Para o ex-governante esta trajetória, aparentemente benigna, oculta três riscos estruturais profundos: “reduz a elasticidade da receita ao ciclo económico, fragiliza o papel redistributivo do imposto pessoal e, sobretudo, intensifica a dependência do sistema fiscal em relação ao IVA e ao IRC”.

A Unidade Técnica detalha que na base da descida no ano passado estão as medidas de alívio fiscal tanto as previstas no OE2024 (da responsabilidade do governo de António Costa) como as aprovadas já no primeiro Governo de Montenegro. Aqui encontram-se medidas como a reforma do IRS (-1.675 milhões de euros), o IRS Jovem (-200 milhões) e o acerto anual das tabelas de retenção em outubro e novembro. O OE2025, estabeleceu também um conjunto de alterações para ampliar o alcance e a duração do IRS Jovem, tornando-o mais acessível e vantajoso para um maior número de jovens trabalhadores. Uma medida que tem um custo estimado de 525 milhões , a que se somam ainda 450 milhões da redução adicional do IRS.

Tendência inversa no IRC
O contributo do IRS para a descida da carga fiscal fica patente quando se observa que em 2014 se situava nos 7,7%, patamar que cairá para 5,7% em 2025. No IRC assiste-se à tendência inversa ao passar de 2,8% para 3,8% no mesmo período ainda que se perspetive para este ano uma ligeira redução face ao atual contributo de 3,9%.

Sobre a evolução da carga fiscal ao nível do IRC, Carlos Lobo aponta baterias. “Numa economia aberta e periférica, onde a base tributável das empresas é altamente sensível a choques externos e à pressão da concorrência fiscal global, esta evolução não resulta de uma estratégia virtuosa”. O ex-governante sinaliza aqui três fatores conjunturais: lucros excecionais decorrentes de uma queda abrupta por razões excecionais (crise financeira e Covid), menor uso dos regimes de reporte de prejuízos e compressão dos benefícios fiscais dedutíveis.
Os técnicos da UTAO avançam que, em 2024, o IRC “aumentou o peso em 0,4 p.p., para 3,9% do PIB a preços correntes”. No entanto, a entidade lembra que esta receita reflete os resultados fiscais das empresas no ano anterior, em que a atividade económica se expandiu 9,8%. Ou seja, há assim algum desfasamento face à economia.

Por seu turno, o IVA, como é habitual, mantém-se como o imposto com maior peso na economia, aumentando 0,2 p.p., para 9,2% do PIB, uma evolução explicada pela “expansão do consumo privado e o efeito de base da cessação do IVA Zero para um cabaz de produtos alimentares.”

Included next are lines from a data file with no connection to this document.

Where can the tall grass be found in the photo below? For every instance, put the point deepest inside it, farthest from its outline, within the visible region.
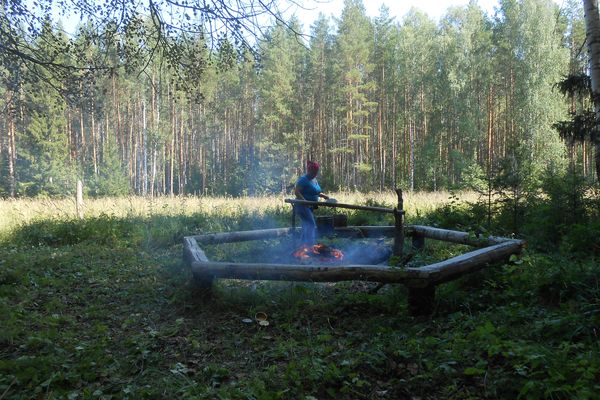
(23, 211)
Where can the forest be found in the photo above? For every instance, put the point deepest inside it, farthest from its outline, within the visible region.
(379, 102)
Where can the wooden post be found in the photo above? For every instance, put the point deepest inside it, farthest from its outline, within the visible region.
(398, 225)
(193, 253)
(294, 221)
(79, 200)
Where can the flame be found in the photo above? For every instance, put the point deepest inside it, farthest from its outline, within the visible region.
(318, 251)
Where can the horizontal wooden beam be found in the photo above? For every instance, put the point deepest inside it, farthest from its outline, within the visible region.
(341, 205)
(451, 236)
(365, 231)
(192, 252)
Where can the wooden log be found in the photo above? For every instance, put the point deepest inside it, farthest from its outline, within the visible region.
(451, 236)
(365, 231)
(454, 267)
(241, 236)
(79, 200)
(421, 301)
(311, 273)
(418, 241)
(340, 205)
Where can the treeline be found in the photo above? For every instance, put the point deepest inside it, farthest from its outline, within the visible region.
(379, 102)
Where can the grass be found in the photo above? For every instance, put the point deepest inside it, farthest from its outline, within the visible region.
(103, 309)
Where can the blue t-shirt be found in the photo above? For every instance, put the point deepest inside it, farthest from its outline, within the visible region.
(309, 188)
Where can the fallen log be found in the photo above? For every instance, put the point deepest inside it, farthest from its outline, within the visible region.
(242, 236)
(451, 236)
(341, 205)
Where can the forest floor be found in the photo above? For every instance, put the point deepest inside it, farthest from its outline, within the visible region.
(104, 308)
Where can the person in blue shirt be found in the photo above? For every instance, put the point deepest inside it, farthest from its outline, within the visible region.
(307, 188)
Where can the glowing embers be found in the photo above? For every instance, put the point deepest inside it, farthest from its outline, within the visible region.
(318, 252)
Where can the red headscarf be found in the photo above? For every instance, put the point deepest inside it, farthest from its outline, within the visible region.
(312, 166)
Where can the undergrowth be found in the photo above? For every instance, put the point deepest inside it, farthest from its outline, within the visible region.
(103, 308)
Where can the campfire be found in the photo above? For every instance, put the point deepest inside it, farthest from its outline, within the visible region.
(318, 252)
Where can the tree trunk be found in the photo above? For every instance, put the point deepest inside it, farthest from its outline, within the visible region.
(592, 25)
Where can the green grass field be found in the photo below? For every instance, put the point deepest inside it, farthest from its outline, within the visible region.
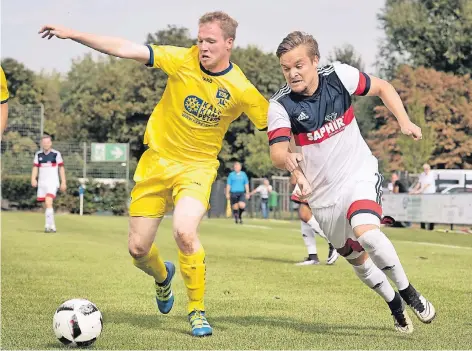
(256, 297)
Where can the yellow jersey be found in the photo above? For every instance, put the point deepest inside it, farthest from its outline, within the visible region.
(192, 117)
(4, 89)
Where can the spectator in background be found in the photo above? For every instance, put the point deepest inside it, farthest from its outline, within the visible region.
(426, 185)
(237, 191)
(264, 190)
(4, 100)
(48, 165)
(398, 187)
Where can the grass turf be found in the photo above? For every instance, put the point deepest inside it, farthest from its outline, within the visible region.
(256, 297)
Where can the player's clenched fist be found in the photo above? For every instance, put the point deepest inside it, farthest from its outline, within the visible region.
(292, 160)
(412, 129)
(54, 30)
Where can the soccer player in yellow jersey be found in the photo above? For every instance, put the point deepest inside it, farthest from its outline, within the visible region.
(205, 92)
(4, 100)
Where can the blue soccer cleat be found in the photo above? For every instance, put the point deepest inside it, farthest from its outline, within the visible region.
(199, 323)
(164, 295)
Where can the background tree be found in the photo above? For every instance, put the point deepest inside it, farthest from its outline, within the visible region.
(430, 33)
(416, 153)
(447, 102)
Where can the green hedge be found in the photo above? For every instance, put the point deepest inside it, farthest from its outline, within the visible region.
(98, 198)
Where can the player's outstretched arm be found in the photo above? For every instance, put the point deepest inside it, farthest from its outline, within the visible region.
(391, 99)
(108, 45)
(283, 158)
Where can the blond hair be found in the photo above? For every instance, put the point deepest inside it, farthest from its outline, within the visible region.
(296, 39)
(227, 24)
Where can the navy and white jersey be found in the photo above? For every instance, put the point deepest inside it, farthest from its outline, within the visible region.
(324, 127)
(48, 164)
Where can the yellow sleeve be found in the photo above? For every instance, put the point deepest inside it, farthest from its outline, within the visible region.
(255, 106)
(168, 58)
(4, 89)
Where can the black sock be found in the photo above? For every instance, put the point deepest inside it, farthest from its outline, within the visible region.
(408, 293)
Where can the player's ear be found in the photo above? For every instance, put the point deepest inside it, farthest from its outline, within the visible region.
(229, 43)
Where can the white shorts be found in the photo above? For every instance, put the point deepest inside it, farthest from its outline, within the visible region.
(295, 198)
(359, 204)
(46, 190)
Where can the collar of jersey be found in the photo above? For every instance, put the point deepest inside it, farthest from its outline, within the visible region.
(314, 96)
(230, 67)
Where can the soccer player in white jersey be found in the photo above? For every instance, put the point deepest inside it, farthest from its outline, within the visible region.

Carga fiscal subiu mesmo com alívio do IRS
No ano passado, a carga fiscal subiu 0,1 pp face a 2023, para 35,7% do PIB. As diversas medidas de alívio do IRS implementadas ao longo do ano passado foram, pois, insuficientes para fazer baixar a carga fiscal, uma vez que o aumento de receita das restantes componentes foi muito superior, o que acabou por fazer subir o peso no PIB.

No documento que faz o acompanhamento da execução orçamental em contabilidade nacional, os técnicos da UTAO que dão apoio aos deputados no Parlamento concluem: “as medidas de alívio do IRS deram um contributo significativo para a redução do peso deste imposto na economia (– 0,7 pontos percentuais do PIB), mas não foram suficientes para compensar o impulso ascendente das restantes componentes”. A pesar no agravamento ligeiro de 0,1 pp na carga fiscal do ano passado, conta-se o IRC com um contributo de 0,4 pp do PIB; o IVA (+ 0,2 pp) e as contribuições sociais (+ 0,3 pp).

Para este ano, e de acordo com as previsões do Governo, a carga fiscal deverá recuar para 35,2%, uma redução de 0,5 pp face a 2024. Esta evolução que é explicada pelas medidas adicionais de desagravamento do IRS como o alargamento do IRS Jovem e a desaceleração do IVA. Já as contribuições sociais deverão registar um aumento superior ao da atividade económica, aumentando o peso em 0,1 pp do PIB.

A confirmarem-se as projeções, este ano o peso do IRS será ainda menor, fixando-se nos 5,7% do PIB e carga fiscal do IRC baixará ligeiramente (0,1 pp) para 3,8%.